AbstractNowadays, sustainability plays a key role in the design and synthesis of new materials. One of the methods for the preparation of green materials is incorporation into their structure the monomers with a high content of green carbon. Therefore, the aim of this work was to investigate the influence of the type and molecular mass of two bio-based polyester polyols and bio-glycol on the properties of aliphatic partially bio-based thermoplastic polyurethane elastomers (bio-TPU). Two series of bio-TPUs materials composed of hard and soft building blocks with high green carbon content were prepared via the two-step method (prepolymer method).
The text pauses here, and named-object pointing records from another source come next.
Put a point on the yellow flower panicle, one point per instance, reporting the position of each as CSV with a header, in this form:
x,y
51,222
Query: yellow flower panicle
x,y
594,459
Two amorphous bio-based polyester polyols with the molecular mass ~ 2000 (P1) and ~ 3000 (P2) were used. Bio-TPUs were prepared at three different molar ratio of [NCO]/[OH]: 0.9, 0.95, and 1.0. In order to determine the influence of bio-based polyols and the content of hard segments on the properties of bio-TPU, relevant test methods were used. The Fourier transform infrared spectroscopy (FTIR), differential scanning calorimetry (DSC), and thermogravimetry (TG) revealed hydrolytic and thermal stability of bio-TPUs. Viscoelastic behavior, mechanical and physical properties were examined in terms of dynamic mechanical thermal analysis (DMTA), tensile test, hardness, and density. Analysis of the measurement results confirmed the significant influence of the molecular mass of the bio-based polyols and the molar ratio of [NCO]/[OH] on the bio-TPUs properties. Due to good mechanical properties, low density, and thermal stability up to 300 °C, the obtained materials can find many useful applications. This issue is essential in terms of sustainable development and reduction in the CO2 emissions to the atmosphere.